Mr. Bennett chronicles the ensuing squalor competently as well as entertain- ingly, making copious use, apparently, of contemporary newspapers. But he sees in it all only the squalor—a running gun battle of rival murder gangs with, on the whole, the Irish one more squalid because it was necessarily the more hole-and- corner affair. To a very limited extent this is historically useful. It is high time that some of the heroic myths of the 'Irish War of Independence' were exploded. But on a more important level, just because of his preoccupation with vivid detail, Mr. Bennett's book is historically insignificant.

I don't know how he failed to find the evidence that the Irish people voted for a republic in 1918: the words 'Sinn Fein stands for the establishment of that Republic' were left in the Sinn Fein election manifesto even after the excisions of the British censor. I don't know how he makes out James Connolly as 'the first Irishman to declare for a Republic.' I don't know how he can quote the contemporary British account of the Macroom ambush as if it were gospel and at the same time give in his bibliography the memoirs of the IRA leader who refutes it.

But It is not this sort of thing which drains the history from his book.

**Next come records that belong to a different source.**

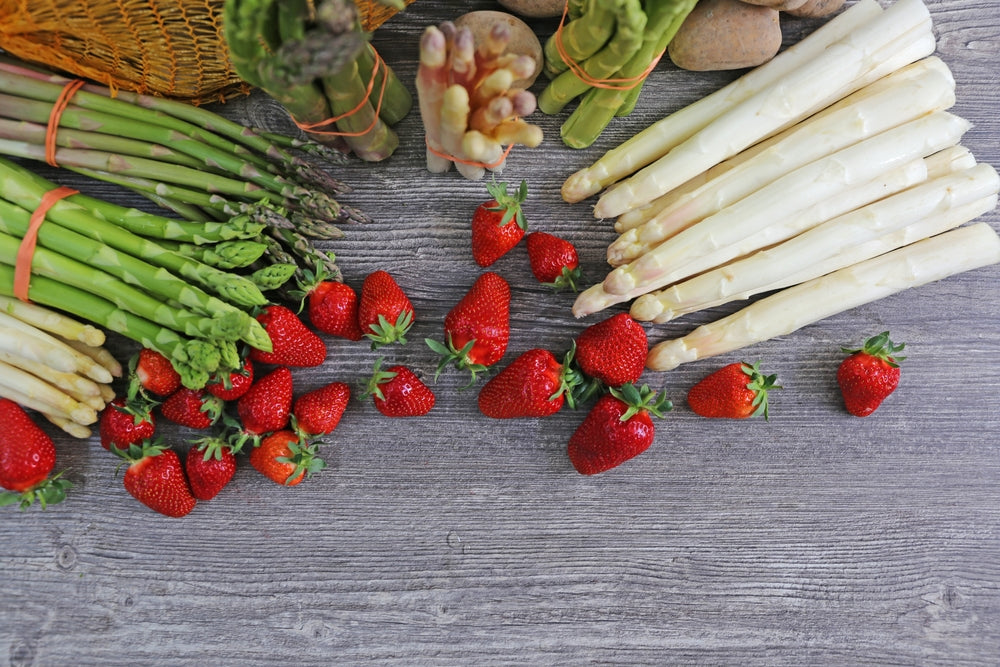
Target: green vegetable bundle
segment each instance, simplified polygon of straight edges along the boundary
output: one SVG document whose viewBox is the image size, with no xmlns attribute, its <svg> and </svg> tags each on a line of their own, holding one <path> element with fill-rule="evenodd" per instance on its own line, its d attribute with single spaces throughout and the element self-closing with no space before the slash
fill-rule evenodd
<svg viewBox="0 0 1000 667">
<path fill-rule="evenodd" d="M 563 142 L 586 148 L 615 116 L 635 108 L 655 59 L 697 0 L 583 0 L 545 44 L 545 73 L 552 79 L 538 97 L 543 113 L 557 114 L 575 98 L 563 123 Z"/>
<path fill-rule="evenodd" d="M 237 73 L 312 138 L 370 162 L 396 150 L 390 126 L 412 98 L 368 43 L 352 0 L 226 0 L 224 18 Z"/>
<path fill-rule="evenodd" d="M 293 269 L 322 265 L 327 274 L 339 275 L 333 257 L 316 249 L 311 239 L 339 238 L 340 223 L 367 218 L 334 199 L 332 193 L 348 188 L 306 159 L 309 151 L 339 153 L 256 133 L 183 102 L 125 91 L 112 98 L 107 88 L 97 85 L 85 85 L 73 94 L 53 136 L 49 117 L 68 83 L 0 60 L 0 154 L 54 158 L 61 167 L 129 188 L 196 223 L 193 229 L 199 231 L 172 238 L 183 242 L 173 250 L 199 261 L 234 266 L 247 247 L 188 247 L 232 240 L 206 241 L 200 230 L 245 238 L 244 231 L 233 230 L 249 226 L 265 251 L 254 268 L 269 263 L 292 264 Z M 55 143 L 51 155 L 46 150 L 50 139 Z M 171 223 L 172 228 L 183 226 Z"/>
<path fill-rule="evenodd" d="M 55 188 L 0 159 L 0 295 L 18 296 L 22 239 L 32 213 Z M 214 373 L 240 367 L 238 345 L 271 349 L 267 332 L 250 313 L 267 303 L 262 289 L 275 285 L 258 280 L 257 273 L 229 271 L 176 248 L 198 246 L 216 254 L 242 248 L 228 258 L 247 264 L 265 249 L 249 240 L 261 229 L 245 218 L 199 225 L 73 194 L 51 205 L 37 228 L 27 296 L 163 353 L 184 383 L 198 388 Z M 284 280 L 290 275 L 284 271 Z"/>
</svg>

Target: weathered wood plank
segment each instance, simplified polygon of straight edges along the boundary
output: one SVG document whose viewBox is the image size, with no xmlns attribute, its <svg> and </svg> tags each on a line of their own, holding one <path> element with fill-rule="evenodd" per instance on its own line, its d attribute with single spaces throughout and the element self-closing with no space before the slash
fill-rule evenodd
<svg viewBox="0 0 1000 667">
<path fill-rule="evenodd" d="M 461 7 L 492 7 L 489 2 Z M 1000 3 L 928 0 L 939 55 L 958 82 L 966 144 L 1000 165 Z M 422 28 L 459 3 L 420 0 L 375 41 L 412 81 Z M 535 21 L 543 36 L 553 21 Z M 785 43 L 818 22 L 788 26 Z M 598 143 L 515 150 L 536 229 L 571 238 L 590 281 L 606 271 L 610 224 L 559 198 L 562 180 L 662 114 L 736 73 L 668 64 L 635 113 Z M 288 129 L 261 96 L 234 118 Z M 384 353 L 432 374 L 421 343 L 480 269 L 468 218 L 481 183 L 428 175 L 419 117 L 386 163 L 335 169 L 345 201 L 374 222 L 329 244 L 349 283 L 388 269 L 418 320 Z M 100 196 L 118 190 L 39 167 Z M 1000 215 L 983 217 L 994 227 Z M 588 321 L 572 296 L 535 283 L 523 252 L 494 267 L 514 291 L 509 358 L 563 349 Z M 357 402 L 326 447 L 331 469 L 282 490 L 241 468 L 181 521 L 134 503 L 96 441 L 58 439 L 71 500 L 0 518 L 0 661 L 57 664 L 993 665 L 1000 654 L 1000 267 L 963 274 L 754 346 L 784 389 L 769 422 L 694 416 L 684 393 L 728 355 L 651 373 L 675 399 L 653 448 L 613 474 L 572 471 L 582 414 L 492 422 L 446 374 L 425 419 L 389 422 Z M 660 328 L 681 334 L 731 312 Z M 596 321 L 596 320 L 595 320 Z M 876 417 L 847 416 L 834 372 L 842 345 L 891 329 L 908 343 L 903 383 Z M 356 383 L 378 356 L 328 339 L 301 389 Z M 128 343 L 114 339 L 127 354 Z M 169 427 L 168 427 L 169 428 Z M 190 432 L 168 430 L 175 441 Z"/>
</svg>

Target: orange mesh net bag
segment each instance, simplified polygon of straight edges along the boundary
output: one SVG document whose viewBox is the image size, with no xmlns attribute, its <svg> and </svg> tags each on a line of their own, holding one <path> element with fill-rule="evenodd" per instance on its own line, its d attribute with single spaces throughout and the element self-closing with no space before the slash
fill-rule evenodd
<svg viewBox="0 0 1000 667">
<path fill-rule="evenodd" d="M 408 0 L 407 4 L 414 0 Z M 395 14 L 355 0 L 374 30 Z M 249 87 L 229 63 L 224 0 L 0 0 L 0 49 L 111 88 L 193 103 Z"/>
</svg>

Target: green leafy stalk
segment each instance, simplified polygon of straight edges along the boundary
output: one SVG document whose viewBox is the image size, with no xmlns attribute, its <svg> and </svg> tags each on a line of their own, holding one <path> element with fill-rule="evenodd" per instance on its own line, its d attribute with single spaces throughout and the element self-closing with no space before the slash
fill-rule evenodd
<svg viewBox="0 0 1000 667">
<path fill-rule="evenodd" d="M 586 0 L 584 11 L 563 25 L 563 51 L 574 62 L 583 62 L 604 46 L 615 31 L 615 15 L 624 0 Z M 565 72 L 569 65 L 559 53 L 558 35 L 545 42 L 545 73 L 551 78 Z"/>
</svg>

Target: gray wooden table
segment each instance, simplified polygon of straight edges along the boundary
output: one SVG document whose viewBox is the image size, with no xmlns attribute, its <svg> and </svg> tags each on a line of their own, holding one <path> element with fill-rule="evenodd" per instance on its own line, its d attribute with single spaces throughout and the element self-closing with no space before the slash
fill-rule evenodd
<svg viewBox="0 0 1000 667">
<path fill-rule="evenodd" d="M 412 82 L 429 23 L 490 2 L 420 0 L 376 34 Z M 1000 2 L 928 0 L 938 54 L 958 82 L 966 145 L 1000 166 Z M 786 43 L 818 25 L 786 24 Z M 554 21 L 536 21 L 548 35 Z M 516 149 L 534 229 L 573 240 L 588 284 L 603 277 L 608 222 L 559 197 L 565 177 L 736 73 L 665 63 L 636 111 L 584 151 L 561 117 Z M 273 129 L 261 96 L 223 111 Z M 385 352 L 430 378 L 425 336 L 480 269 L 469 217 L 481 183 L 422 167 L 419 117 L 389 161 L 337 175 L 370 226 L 332 244 L 346 280 L 392 272 L 417 312 L 412 342 Z M 51 172 L 46 172 L 50 174 Z M 57 174 L 102 196 L 121 192 Z M 982 219 L 1000 226 L 1000 214 Z M 513 287 L 507 359 L 563 350 L 596 317 L 532 278 L 523 247 L 494 268 Z M 593 478 L 570 467 L 582 420 L 491 421 L 447 373 L 425 418 L 354 402 L 330 467 L 282 489 L 249 465 L 182 520 L 134 502 L 96 439 L 57 438 L 75 488 L 46 512 L 0 516 L 0 664 L 913 664 L 1000 660 L 1000 266 L 873 303 L 740 353 L 647 373 L 677 407 L 642 457 Z M 682 334 L 733 308 L 649 329 Z M 842 345 L 891 330 L 907 343 L 899 390 L 876 415 L 843 410 Z M 328 339 L 299 390 L 364 379 L 376 353 Z M 133 348 L 113 339 L 122 355 Z M 724 362 L 761 360 L 784 389 L 769 422 L 701 419 L 686 391 Z M 192 437 L 164 427 L 180 448 Z"/>
</svg>

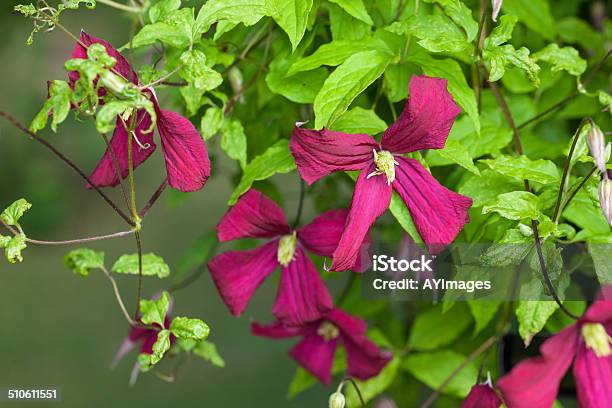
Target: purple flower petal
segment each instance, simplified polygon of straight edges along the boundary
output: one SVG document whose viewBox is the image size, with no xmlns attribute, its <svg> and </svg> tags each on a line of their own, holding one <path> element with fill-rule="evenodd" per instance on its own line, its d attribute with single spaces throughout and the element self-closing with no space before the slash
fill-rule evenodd
<svg viewBox="0 0 612 408">
<path fill-rule="evenodd" d="M 168 184 L 180 191 L 204 187 L 210 176 L 206 143 L 193 124 L 178 113 L 157 107 L 157 129 L 166 159 Z"/>
<path fill-rule="evenodd" d="M 283 210 L 257 190 L 243 194 L 217 225 L 219 241 L 272 238 L 290 232 Z"/>
<path fill-rule="evenodd" d="M 321 382 L 329 384 L 337 346 L 338 339 L 325 340 L 317 334 L 317 328 L 312 327 L 304 340 L 289 351 L 289 355 Z"/>
<path fill-rule="evenodd" d="M 121 361 L 123 357 L 134 348 L 135 345 L 136 343 L 129 337 L 126 337 L 125 339 L 123 339 L 123 342 L 119 346 L 119 349 L 117 350 L 117 353 L 115 354 L 115 357 L 113 357 L 113 362 L 111 363 L 111 369 L 115 368 L 117 364 L 119 364 L 119 361 Z"/>
<path fill-rule="evenodd" d="M 446 84 L 446 79 L 425 75 L 412 77 L 406 107 L 382 137 L 384 150 L 410 153 L 444 147 L 453 122 L 461 112 Z"/>
<path fill-rule="evenodd" d="M 282 269 L 272 314 L 283 324 L 303 325 L 320 319 L 333 307 L 327 287 L 301 248 Z"/>
<path fill-rule="evenodd" d="M 144 110 L 138 111 L 138 121 L 136 123 L 135 133 L 142 147 L 135 140 L 132 140 L 132 165 L 134 168 L 140 166 L 157 147 L 153 141 L 153 132 L 143 133 L 143 131 L 151 127 L 151 117 Z M 110 140 L 109 145 L 117 159 L 117 166 L 121 172 L 122 179 L 126 178 L 129 174 L 129 137 L 133 136 L 128 134 L 123 121 L 120 118 L 117 118 L 115 132 L 113 133 L 113 137 Z M 98 187 L 114 187 L 119 184 L 120 181 L 119 177 L 117 177 L 115 161 L 108 148 L 104 152 L 104 155 L 100 159 L 100 162 L 94 171 L 91 173 L 91 176 L 89 176 L 89 179 Z M 91 188 L 91 185 L 87 185 L 87 188 Z"/>
<path fill-rule="evenodd" d="M 503 376 L 497 387 L 511 408 L 551 407 L 559 384 L 575 355 L 578 330 L 572 325 L 540 347 L 541 356 L 528 358 Z"/>
<path fill-rule="evenodd" d="M 581 344 L 574 361 L 574 379 L 581 407 L 612 407 L 612 356 L 597 357 Z"/>
<path fill-rule="evenodd" d="M 366 337 L 367 325 L 363 320 L 337 308 L 329 313 L 327 319 L 340 329 L 349 376 L 367 380 L 378 375 L 391 360 L 391 353 L 383 352 Z"/>
<path fill-rule="evenodd" d="M 374 159 L 378 143 L 364 134 L 296 126 L 289 145 L 302 178 L 312 184 L 334 171 L 361 170 Z"/>
<path fill-rule="evenodd" d="M 367 178 L 375 169 L 374 163 L 371 163 L 357 179 L 344 232 L 334 251 L 334 271 L 351 269 L 355 265 L 370 227 L 389 207 L 392 189 L 387 185 L 386 177 L 378 175 Z"/>
<path fill-rule="evenodd" d="M 251 296 L 278 266 L 278 241 L 248 251 L 230 251 L 208 263 L 217 290 L 234 316 L 246 309 Z"/>
<path fill-rule="evenodd" d="M 268 337 L 271 339 L 285 339 L 302 334 L 302 328 L 297 326 L 284 326 L 281 322 L 274 322 L 268 325 L 251 323 L 251 333 L 255 336 Z"/>
<path fill-rule="evenodd" d="M 300 242 L 311 252 L 330 257 L 338 246 L 349 211 L 329 210 L 316 217 L 310 224 L 298 229 Z"/>
<path fill-rule="evenodd" d="M 612 323 L 612 301 L 596 300 L 580 319 L 581 322 Z"/>
<path fill-rule="evenodd" d="M 472 200 L 442 186 L 417 160 L 396 160 L 393 188 L 408 206 L 429 251 L 440 252 L 469 221 Z"/>
<path fill-rule="evenodd" d="M 501 399 L 488 384 L 477 384 L 472 387 L 461 408 L 499 408 Z"/>
</svg>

For all the squalor, and for all the improbable last-minute suddenness, what was being played out in Ireland between 1920 and 1921 was the climax, long after everyone thought the climax had come and gone, to seven centuries of love-hate relationship between England and Ireland. Only some idea of the course which this had run and of the emotions involved can help one make sense of what happened then or of the Irish Civil War that followed.

The real villains were not the IRA or the Black and Tans, both of whom fought the way circumstances compelled them to fight. The real villain—insofar as it is proper to talk about villainy at all—was the Govern- ment at Westminster. As a Unionist historian wrote after the 1921 Treaty, 'if the government had accepted the verdict of the Irish elections of 1918 and made it the excuse for adopting the line it adopted in 1921' (with the Treaty), 'it would have spared Ireland much of the bloodshed and misery and itself the ignominy of the years that followed.' Today it is fashion- able to vilify the IRA or the Black and Tans or both. The only surviving member of that government is the most honoured and respected public man of our time.